En consecuencia, la “familia”, concebida en términos de una sociedad disciplinaria agonizante, aparece como un prejuicio mítico, un recurso dudosamente sustentable a la hora de intentar un nuevo proceso asimétrico de criminalización y condena social, que debería ser resignificado para evitar la aporía de la penalización normativa que, vale recordarlo, también se ha intentado llevar adelante respecto de los padres de ciertos niños considerados “en riesgo material o moral”.

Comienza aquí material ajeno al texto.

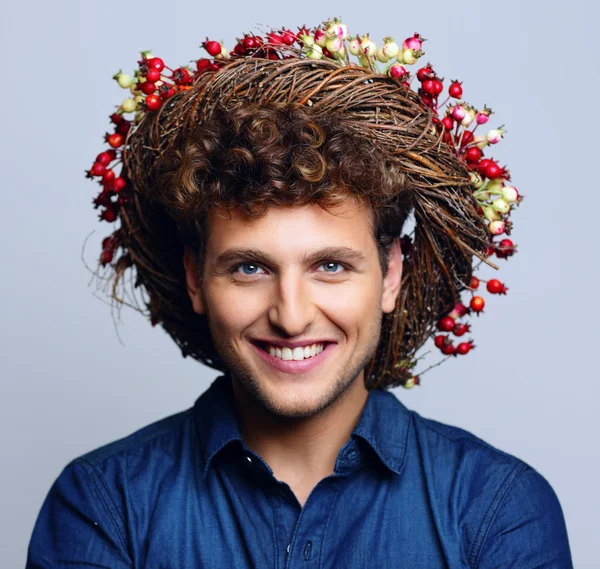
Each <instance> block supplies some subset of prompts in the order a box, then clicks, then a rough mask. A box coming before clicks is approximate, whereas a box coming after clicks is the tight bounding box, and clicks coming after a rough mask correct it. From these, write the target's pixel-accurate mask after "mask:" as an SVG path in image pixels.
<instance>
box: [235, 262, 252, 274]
mask: <svg viewBox="0 0 600 569" xmlns="http://www.w3.org/2000/svg"><path fill="white" fill-rule="evenodd" d="M239 267H251V269H250V271H245V270H244V269H242V270H243V272H244V274H245V275H255V274H256V270H257V269H258V265H255V264H254V263H240V264H239V265H237V267H235V268H236V269H238V268H239Z"/></svg>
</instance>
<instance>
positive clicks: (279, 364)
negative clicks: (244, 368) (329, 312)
mask: <svg viewBox="0 0 600 569" xmlns="http://www.w3.org/2000/svg"><path fill="white" fill-rule="evenodd" d="M250 345H251V346H252V348H253V349H254V350H255V351H256V352H258V355H259V356H260V357H261V358H262V359H263V360H265V361H266V362H267V363H269V364H271V365H272V366H273V367H274V368H276V369H278V370H279V371H283V372H286V373H304V372H307V371H309V370H311V369H312V368H313V367H315V366H318V365H319V364H321V363H323V361H324V360H325V358H326V357H327V356H329V354H330V353H331V352H332V351H333V349H334V348H335V346H336V344H335V343H330V344H327V345H326V346H325V349H324V350H323V351H322V352H321V353H320V354H318V355H316V356H312V357H310V358H307V359H304V360H298V361H297V360H280V359H279V358H276V357H275V356H272V355H271V354H269V352H265V351H264V350H263V349H262V348H259V347H258V346H257V345H256V344H253V343H252V342H250Z"/></svg>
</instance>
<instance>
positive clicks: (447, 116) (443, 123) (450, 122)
mask: <svg viewBox="0 0 600 569" xmlns="http://www.w3.org/2000/svg"><path fill="white" fill-rule="evenodd" d="M442 124H443V125H444V127H445V128H447V129H448V130H452V127H453V126H454V119H453V118H452V117H449V116H447V115H446V116H445V117H444V118H443V119H442Z"/></svg>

1. [1] Giddens, Anthony: “Familia”, disponible en www.cholonautas.edu.pe/modulo/upload/Giddens%20cap4.pdf

[2] Giddens, Anthony: “Sociología”, Alianza Editorial, Madrid, 1998,, p. 201 y 207.
Carpintero, Enrique: “La crisis de la novela familiar freudiana”, Revista Topía, agosto de 2010, disponible en http://www.topia.com.ar/articulos/editorial-crisis-novela-familiar-freudiana
[3] http://www.cholonautas.edu.pe/modulo/upload/Giddens%20cap4.pdf
[4] Deleuze, Gilles: “Posdata de las sociedades de control”, disponible en www.catedras.fsoc.uba.ar/rubinich/.../adeles.html
[5] Asociación contra la cultura punitiva y la Exclusión social, disponible en http://acpes.8m.net/
[6] Kessler, Gabriel: “Sociología del delito amateur”, Paidós, Buenos Aires, 2004, p. 160 y 178.